At low frequencies, it is possible to assume that electrons leave the cathode and arrive at the anode of a tube instantaneously. This can most certainly not be assumed at microwave frequencies. That is to say, the transit time becomes an appreciable fraction of the RF cycle. Several awkward effects result from this situation. One of them is that the grid and anode signals are no longer 180° out of phase, thus causing design problems, especially with feedback in oscillators. Another important effect possibly the most important is that the grid begins to take power from the driving source. The power is absorbed (and dissipated) even when the grid is negatively biased.

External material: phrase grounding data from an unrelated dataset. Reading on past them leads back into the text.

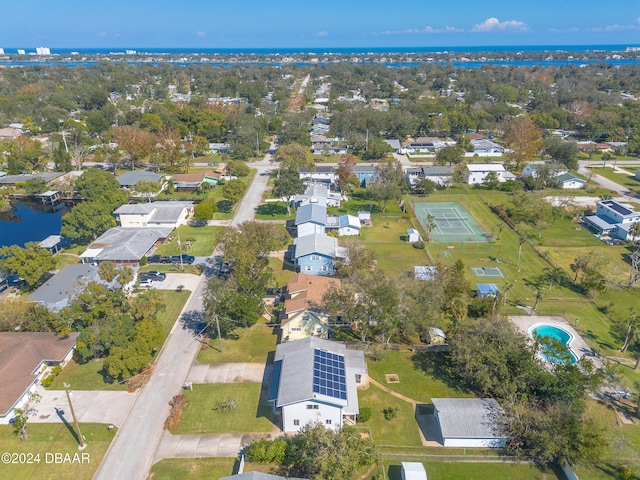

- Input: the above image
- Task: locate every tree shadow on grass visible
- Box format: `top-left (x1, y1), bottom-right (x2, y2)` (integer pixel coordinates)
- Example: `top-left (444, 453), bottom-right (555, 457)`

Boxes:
top-left (411, 352), bottom-right (472, 395)
top-left (256, 203), bottom-right (288, 216)
top-left (217, 200), bottom-right (235, 214)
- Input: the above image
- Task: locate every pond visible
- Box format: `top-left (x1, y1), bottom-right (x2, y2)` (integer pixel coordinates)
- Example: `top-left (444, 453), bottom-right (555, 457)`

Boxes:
top-left (0, 201), bottom-right (69, 248)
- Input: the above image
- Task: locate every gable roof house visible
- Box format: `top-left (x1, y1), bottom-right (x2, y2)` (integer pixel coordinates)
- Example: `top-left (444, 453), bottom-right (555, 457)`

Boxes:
top-left (432, 398), bottom-right (506, 448)
top-left (555, 172), bottom-right (586, 189)
top-left (522, 162), bottom-right (569, 178)
top-left (464, 164), bottom-right (513, 185)
top-left (299, 166), bottom-right (336, 186)
top-left (29, 264), bottom-right (101, 311)
top-left (469, 138), bottom-right (504, 156)
top-left (294, 183), bottom-right (341, 208)
top-left (268, 337), bottom-right (367, 433)
top-left (295, 203), bottom-right (327, 237)
top-left (405, 166), bottom-right (454, 188)
top-left (280, 274), bottom-right (341, 342)
top-left (170, 170), bottom-right (221, 192)
top-left (325, 214), bottom-right (361, 236)
top-left (293, 233), bottom-right (340, 276)
top-left (0, 332), bottom-right (80, 424)
top-left (80, 227), bottom-right (173, 265)
top-left (113, 201), bottom-right (194, 228)
top-left (116, 171), bottom-right (166, 190)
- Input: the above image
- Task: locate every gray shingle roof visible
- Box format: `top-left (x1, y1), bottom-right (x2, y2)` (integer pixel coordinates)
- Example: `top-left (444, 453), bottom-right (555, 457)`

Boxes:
top-left (83, 227), bottom-right (173, 262)
top-left (29, 264), bottom-right (99, 309)
top-left (116, 171), bottom-right (164, 187)
top-left (295, 203), bottom-right (327, 226)
top-left (271, 337), bottom-right (366, 414)
top-left (432, 398), bottom-right (504, 439)
top-left (293, 234), bottom-right (337, 258)
top-left (0, 172), bottom-right (64, 185)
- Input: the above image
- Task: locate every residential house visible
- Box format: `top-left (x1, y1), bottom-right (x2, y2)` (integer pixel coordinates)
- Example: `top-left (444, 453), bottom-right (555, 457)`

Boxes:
top-left (432, 398), bottom-right (506, 448)
top-left (384, 139), bottom-right (402, 153)
top-left (464, 164), bottom-right (514, 185)
top-left (405, 166), bottom-right (454, 188)
top-left (29, 264), bottom-right (101, 311)
top-left (280, 274), bottom-right (341, 342)
top-left (353, 165), bottom-right (378, 186)
top-left (469, 138), bottom-right (504, 156)
top-left (522, 162), bottom-right (568, 178)
top-left (298, 167), bottom-right (336, 187)
top-left (171, 171), bottom-right (221, 192)
top-left (113, 201), bottom-right (194, 228)
top-left (584, 199), bottom-right (640, 238)
top-left (0, 127), bottom-right (22, 140)
top-left (116, 171), bottom-right (166, 190)
top-left (0, 172), bottom-right (64, 186)
top-left (295, 203), bottom-right (327, 237)
top-left (80, 226), bottom-right (173, 265)
top-left (268, 337), bottom-right (367, 433)
top-left (326, 214), bottom-right (360, 236)
top-left (208, 142), bottom-right (231, 154)
top-left (405, 136), bottom-right (455, 155)
top-left (0, 332), bottom-right (80, 424)
top-left (293, 233), bottom-right (339, 276)
top-left (555, 173), bottom-right (585, 189)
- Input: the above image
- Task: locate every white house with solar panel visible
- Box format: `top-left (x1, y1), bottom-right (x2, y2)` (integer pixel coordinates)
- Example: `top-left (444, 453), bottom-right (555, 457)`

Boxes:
top-left (584, 199), bottom-right (640, 241)
top-left (268, 337), bottom-right (367, 433)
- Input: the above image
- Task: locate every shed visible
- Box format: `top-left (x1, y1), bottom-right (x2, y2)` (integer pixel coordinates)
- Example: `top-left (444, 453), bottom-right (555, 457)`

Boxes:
top-left (476, 283), bottom-right (500, 298)
top-left (402, 462), bottom-right (428, 480)
top-left (432, 398), bottom-right (506, 448)
top-left (427, 327), bottom-right (447, 345)
top-left (407, 228), bottom-right (422, 243)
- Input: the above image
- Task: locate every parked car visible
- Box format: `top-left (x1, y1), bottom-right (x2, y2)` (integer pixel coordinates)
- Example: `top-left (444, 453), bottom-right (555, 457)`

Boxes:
top-left (140, 271), bottom-right (166, 282)
top-left (139, 279), bottom-right (154, 288)
top-left (148, 255), bottom-right (171, 264)
top-left (170, 254), bottom-right (195, 265)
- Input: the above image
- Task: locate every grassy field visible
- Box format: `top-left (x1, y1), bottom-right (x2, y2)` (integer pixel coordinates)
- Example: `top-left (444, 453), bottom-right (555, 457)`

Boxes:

Figure 11-1b shows the electron distribution in a Triode Equivalent Circuit at an instant of time when the voltage on the grid is becoming less negative. The tube is biased and driven so that the grid always remains negative, but its instantaneous voltage of course varies with the RF drive. It is seen that there are more electrons on the cathode side of the grid than on the plate side, The reason is that the electrons about to arrive at the anode left the cathode when the grid voltage was quite negative, and thus the electron flow rate was low. The electrons now in the cathode-grid space left the cathode subsequently, when the grid was less negative, and consequently there are more of them. This occurs because the RF cycle is short enough for the grid voltage to change appreciably during the time it takes electrons to travel from the cathode to the plate.

If Kirchhoff’s current law is now applied to the grid, we find more electrons internally arriving than leaving. Hence electrons must flow out of the grid; i.e., current must flow into it. Note that this occurs when the grid is becoming more positive (or less negative, which is the same thing), and that this constitutes a positive conductance. During the opposite part of the cycle, the reverse will apply, and current will flow out of the grid. Thus, to the driving source, the tube appears to have a finite conductance connected across its input, and as the frequency is increased, so is the conductance. Consequently, the driving source becomes so loaded that ultimately overall gain drops below unity, at which point the device has become nothing more than a fancy attenua­tor. This effect is proportional to the square of the operating frequency.

Finally, the increased input conductance increases input noise. Long before 1 GHz is reached, ordinary RF tubes have a noise figure very much in excess of 25 dB. As a conclusion, it is true to say that when any tube (or transistor) eventually fails at high frequencies, transit time is the “killer,” in one way or another.